Kring! Bunyi tanda ada orang yang masuk. Itulah pelanggan pertama pada hari ini. Seorang perempuan dengan rekan-rekannya memasuki kafe. Ya, saat inilah waktu bersantai untuk coffee-break.

Mereka semua berjumlah dua orang perempuan dan satu lelaki. Kuduga mereka adalah karyawan atau editor di perusahaan percetakan buku di sebelah kafe ini. Mereka memang sering ke sini karena di sinilah tempat terdekat yang paling nyaman di sela-sela bekerja.

Kadang mereka juga mengerjakan tugas mereka di kafe ini. Mungkin karena mereka selalu di kantor jadi terlalu bosan, pikirku. Selain bisa mengerjakan proyek juga, mereka dengan santai mengobrol dan membahas apa pun, terlebih tentang pekerjaan mereka. Bukannya aku menguping, tetapi mereka mengobrol dengan suara keras yang terdengar sampai ke dapur.

Tidak semua yang mereka bicarakan selalu kudengar, tapi kali ini aku jadi penasaran karena mereka membicarakan tentang pemilik kafe ini. Walaupun mereka memelankan suara, tetap saja aku bisa mendengarnya dengan jelas. Huft.

Yup, pemilik kafe ini kudengar dari mereka ialah pengusaha muda yang berketurunan Cina, Prancis, dan Jawa. Dia adalah penerus bisnis keluarganya. Kafe ini merupakan salah satu cabang di antara cabang-cadang lainnya di banyak kota besar di Indonesia, juga kafe ini merambah sampai ke luar negeri. Woah, aku baru tahu dari mereka ini. Keren sekali, yabisnis kafe ini, pikirku.

Karena mendengarkan obrolan itu, aku jadi berkhayal suatu saat nanti aku juga bisa sesukses pemilik kafe ini. Bahkan, aku memulainya dari nol, yaitu sebagai pelayan kafe. Dari sini, aku harus banyak belajar agar ilmunya bisa kuterapkan nanti suatu saat, pikirku. Aku pun tersenyum-senyum sendiri hingga rekanku membuyarkan lamunanku.

“Hei, kenapa kamu senyum-senyum begitu? Lagi suka sama cowok, ya?” tanyanya sambil terkekeh.

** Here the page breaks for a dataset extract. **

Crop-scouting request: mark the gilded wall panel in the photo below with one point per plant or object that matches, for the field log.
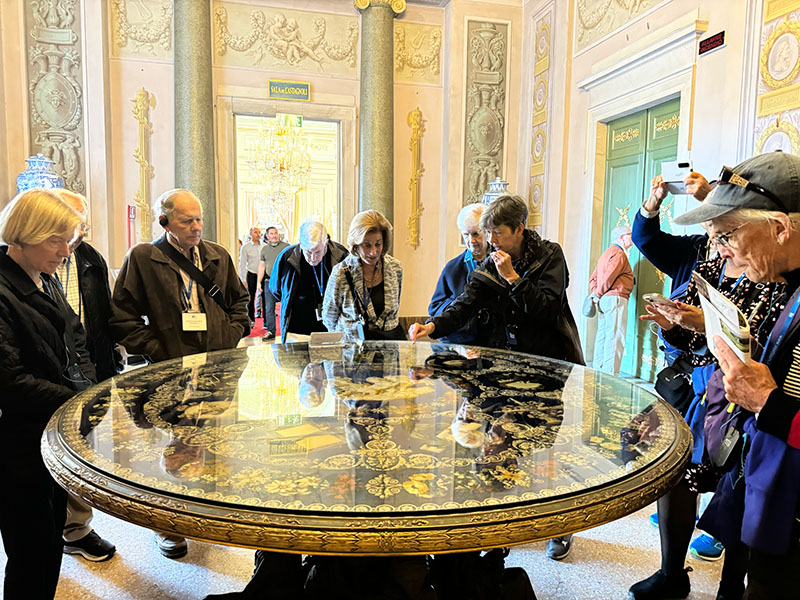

“Hah, apaan sih! Jangan mikir yang enggak-enggak, deh. Aku itu lagi berharap kalau suatu saat nanti, aku bisa jadi patissier sekaligus pengusaha, kayak pemilik kafe ini!” Aku menyanggah dengan jawaban yang di luar dugaannya. “Hmm, emang enak. Udah salah tebak, lantang lagi, ahahaha,” tambahku sambil tertawa puas.

“Ih, jangan gitu, dong. Puas banget ngetawain aku,” ujarnya dengan raut muka cemberut. Aku tertawa melihat dia begitu, hingga akhirnya, seorang lelaki tampan memasuki ruang kafe ini. Seketika aku menutup mulutku rapat-rapat.